The PHS hypothesis has been introduced as a new interpretation to shed light on previously unresolved immunological issues in various diseases [4,5,6,7, 64, 65, 67]. In brief, a living organism is a biological system, and all the biological activities, including embryogenesis, immune reactions, and adaptation to protein deficiencies, are controlled by an integrated system named the PHS. The adaptive immune system controls pathogenic or etiological protein substances; B cells control pathogenic proteins through antibody production, and T cells control pathogenic peptides being sized for TCR binding, possibly through TCR-related immune reactions.

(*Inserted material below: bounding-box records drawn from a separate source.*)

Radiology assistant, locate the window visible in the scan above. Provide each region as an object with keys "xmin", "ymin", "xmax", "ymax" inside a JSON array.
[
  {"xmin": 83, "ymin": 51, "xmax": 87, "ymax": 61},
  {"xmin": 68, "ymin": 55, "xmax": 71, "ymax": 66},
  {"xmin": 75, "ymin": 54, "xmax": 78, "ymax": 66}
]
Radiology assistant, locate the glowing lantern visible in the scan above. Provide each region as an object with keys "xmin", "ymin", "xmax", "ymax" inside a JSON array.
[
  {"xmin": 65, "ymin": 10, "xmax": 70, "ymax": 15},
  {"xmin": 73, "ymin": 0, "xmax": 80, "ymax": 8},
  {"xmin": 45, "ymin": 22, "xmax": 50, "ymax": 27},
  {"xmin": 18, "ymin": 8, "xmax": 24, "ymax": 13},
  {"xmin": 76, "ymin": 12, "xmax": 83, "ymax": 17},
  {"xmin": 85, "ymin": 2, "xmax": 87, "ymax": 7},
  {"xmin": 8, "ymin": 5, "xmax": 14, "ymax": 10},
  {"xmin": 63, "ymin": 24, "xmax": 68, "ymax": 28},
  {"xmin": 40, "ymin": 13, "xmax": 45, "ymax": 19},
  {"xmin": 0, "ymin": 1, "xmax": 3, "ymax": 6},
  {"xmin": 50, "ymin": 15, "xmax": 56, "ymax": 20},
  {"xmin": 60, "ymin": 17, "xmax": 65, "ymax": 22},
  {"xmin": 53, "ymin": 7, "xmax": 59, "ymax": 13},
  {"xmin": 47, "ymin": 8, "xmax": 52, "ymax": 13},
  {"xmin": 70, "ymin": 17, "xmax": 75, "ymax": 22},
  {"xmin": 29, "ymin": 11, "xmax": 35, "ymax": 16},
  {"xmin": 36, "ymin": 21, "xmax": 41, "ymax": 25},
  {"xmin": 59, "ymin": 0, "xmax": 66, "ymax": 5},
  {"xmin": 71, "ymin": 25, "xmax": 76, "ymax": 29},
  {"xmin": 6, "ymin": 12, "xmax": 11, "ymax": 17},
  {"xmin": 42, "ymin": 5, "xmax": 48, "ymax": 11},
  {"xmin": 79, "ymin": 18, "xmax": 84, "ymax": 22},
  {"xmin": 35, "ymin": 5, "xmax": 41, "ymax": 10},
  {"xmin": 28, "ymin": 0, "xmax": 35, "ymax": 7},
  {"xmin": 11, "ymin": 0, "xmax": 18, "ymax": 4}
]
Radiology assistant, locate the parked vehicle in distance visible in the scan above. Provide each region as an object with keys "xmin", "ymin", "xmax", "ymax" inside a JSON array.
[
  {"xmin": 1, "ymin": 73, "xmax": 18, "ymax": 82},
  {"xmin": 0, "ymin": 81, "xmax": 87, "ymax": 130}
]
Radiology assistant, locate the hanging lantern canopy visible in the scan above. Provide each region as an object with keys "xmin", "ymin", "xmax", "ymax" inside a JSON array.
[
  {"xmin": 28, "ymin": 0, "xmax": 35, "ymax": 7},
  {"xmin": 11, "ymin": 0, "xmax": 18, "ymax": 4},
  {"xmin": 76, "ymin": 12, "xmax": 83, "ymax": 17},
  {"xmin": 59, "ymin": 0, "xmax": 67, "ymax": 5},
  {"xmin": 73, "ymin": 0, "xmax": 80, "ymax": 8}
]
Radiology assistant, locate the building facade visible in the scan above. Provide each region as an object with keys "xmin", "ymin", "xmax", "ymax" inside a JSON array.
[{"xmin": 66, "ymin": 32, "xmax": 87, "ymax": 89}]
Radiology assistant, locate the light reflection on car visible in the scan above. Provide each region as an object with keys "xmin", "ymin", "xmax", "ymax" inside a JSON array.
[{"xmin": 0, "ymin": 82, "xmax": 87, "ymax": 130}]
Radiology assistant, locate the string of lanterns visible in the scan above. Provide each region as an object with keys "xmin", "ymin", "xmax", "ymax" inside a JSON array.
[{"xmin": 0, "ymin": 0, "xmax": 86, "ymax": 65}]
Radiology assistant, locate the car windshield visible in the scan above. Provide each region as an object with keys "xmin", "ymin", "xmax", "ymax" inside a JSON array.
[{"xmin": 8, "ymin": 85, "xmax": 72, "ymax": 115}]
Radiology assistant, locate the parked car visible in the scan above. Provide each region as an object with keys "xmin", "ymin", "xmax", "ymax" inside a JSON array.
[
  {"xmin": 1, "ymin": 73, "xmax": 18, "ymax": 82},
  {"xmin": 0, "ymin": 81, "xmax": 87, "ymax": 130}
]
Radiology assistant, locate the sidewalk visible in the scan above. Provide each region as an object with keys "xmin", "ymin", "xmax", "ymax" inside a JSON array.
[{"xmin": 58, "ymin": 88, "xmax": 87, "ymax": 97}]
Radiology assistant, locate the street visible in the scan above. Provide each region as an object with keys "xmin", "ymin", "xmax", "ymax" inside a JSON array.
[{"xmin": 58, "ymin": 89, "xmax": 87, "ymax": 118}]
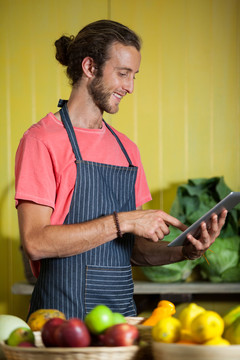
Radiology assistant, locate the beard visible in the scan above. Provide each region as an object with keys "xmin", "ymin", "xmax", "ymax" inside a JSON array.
[{"xmin": 88, "ymin": 76, "xmax": 118, "ymax": 114}]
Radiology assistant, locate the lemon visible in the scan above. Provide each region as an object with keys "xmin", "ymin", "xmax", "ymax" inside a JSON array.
[
  {"xmin": 224, "ymin": 317, "xmax": 240, "ymax": 345},
  {"xmin": 152, "ymin": 316, "xmax": 181, "ymax": 343},
  {"xmin": 180, "ymin": 328, "xmax": 192, "ymax": 341},
  {"xmin": 203, "ymin": 336, "xmax": 230, "ymax": 346},
  {"xmin": 191, "ymin": 310, "xmax": 224, "ymax": 343},
  {"xmin": 178, "ymin": 303, "xmax": 205, "ymax": 330},
  {"xmin": 223, "ymin": 305, "xmax": 240, "ymax": 328}
]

T cells and B cells use a recombination of immune genes that code for TCRs and B cell receptors to control a variety of pathogenic proteins and peptides, respectively. In the innate immune system, phagocytes control larger substances, such as whole viruses, bacteria, and apoptotic or necrotic bodies, by means of phagocytosis, and TLR-associated immune reactions, natural antibodies, complements, and other immune protein systems control smaller, non-protein, toxic substances such as lipopolysaccharides, viral DNAs and RNAs, biochemicals, and small peptides that cannot be controlled by T cells.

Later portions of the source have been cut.